Accident rates for military drones

The Washington Post has started a major investigative series on drones. First article describes losses in the military. Check out When Drones Fall From the Sky published June 20.

Looks to me like the implied conclusion the authors want you to reach is that drones are insufficiently reliable and unsafe for operation in U.S. airspace.

Several reasons for high loss rate come to mind. Institutional learning curve for brand new technology. Intentionally nonredundancy for an unmanned weapon system moved into use during combat. Not as much safety margins are designed in for unmanned systems in combat zone. Tradeoff of redundancy for reduced cost, increased range, and higher weapon payload.

Some great research from the article:

400 major losses (Class A accidents) worldwide from 2001 through 2014. Article says that is roughly comparable to the number of accidents for the fighter fleet of F-15s and F-16s, but there are a lot more manned planes flying a lot more hours.

Major safety hurdles:

A limited ability to detect and avoid trouble.

Pilot error.

Persistent mechanical defects.

Unreliable communications links.

Predator has the worst accident rate of the drones. It is also the first large drone in use and the first to be weaponized. I would expect first in class to have lots more accidents. It is first in class for two categories: remote UAV used in military operations and first used as weapons platform. Lessons learned are incorporated in new designs.

Location of 194 Class A accidents:

  • # – % of total – location
  • 67 – 34% – Afghanistan
  • 41 – 21% -Iraq
  • 18 – 9% – classified – that tells me war zone
  • 6 – 3%– Pakistan
  • 132 – 68% – what I would call war zone
  • 47 – 24% – U.S.
  • 13 – 7%– elsewhere
  • 194 – total (doesn’t add to 100% and I’m not going to find the rounding error)

Losses:

  • 102 – Predator – 40% of 269 Predator purchased crashed in class A, 8% in Class B
  • 26 – Hunter
  • 22 – Reaper
  • 10 – Gray Eagle
  • 32 – Others
  • 192 – total

Accident rates per 100,000 of hours flown:

  • 13.7 – Predator in first 12 years of operation
  • 4.79 – Predator since 2009
  • 3.18 – Reaper in last 5 years
  • 1.96 – F-16 in last 5 years
  • 1.47 – F-15 in last 5 years

So in the last 5 years, the Predator has an accident rate 2.4 times the F-16 and 3.3 times the F-15. Of course the F-16 accident rate is 1.3 times the F-15.

Here is some perspective on loss rates, from a Wikipedia article: Talk: Lockheed F-104 Starfighter.

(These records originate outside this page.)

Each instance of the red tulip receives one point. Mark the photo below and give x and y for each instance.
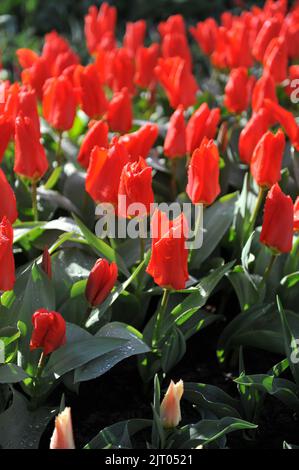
(206, 33)
(30, 156)
(146, 61)
(8, 206)
(59, 103)
(264, 88)
(276, 60)
(104, 171)
(49, 331)
(169, 260)
(175, 140)
(63, 437)
(278, 223)
(256, 127)
(179, 83)
(203, 174)
(267, 159)
(96, 136)
(238, 90)
(139, 143)
(296, 215)
(134, 36)
(136, 186)
(91, 95)
(7, 271)
(100, 282)
(203, 123)
(120, 112)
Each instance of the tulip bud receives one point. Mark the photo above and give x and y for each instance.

Take or leave Wikipedia, as you wish.

Class A accident rates per 100,000 flight hours through 2007 excluding combat losses with number of lost aircraft:

  • F-102: 13.69 / 259 aircraft lost.

(total production of F-102 was 889, so 29% of production run was lost while being flown by U.S. – that excludes losses by other countries using the plane)

  • F-104: 30.63 / 170 aircraft lost.

(that is a large multiple of the Predator accident rate for the first 12 years of operation)

  • F-106: 9.47 / 120 aircraft lost.
  • F-5: 8.82 / 40 aircraft lost.
  • F-15: 2.42 / 112 aircraft lost.
  • F-16: 3.82 / 305 aircraft lost

The Predator, with 13.7 accident rate in first 12 years of operation and 4.79 since 2009, shows poorly in relation to F-15 and F-16. However, that rate (13.7, 4.8) is better than the early Century series fighters (30.6 and 9.5). It also shows the progress as institutional learning curve starts to pay off.

Impressive performance. Lots of room to improve design, redundancy, learning curve, and data connections.

This is a superb article. Keep your thinking cap on when you start drawing conclusions, though. It is labelled as Part 1. I’m looking forward to the rest of the series.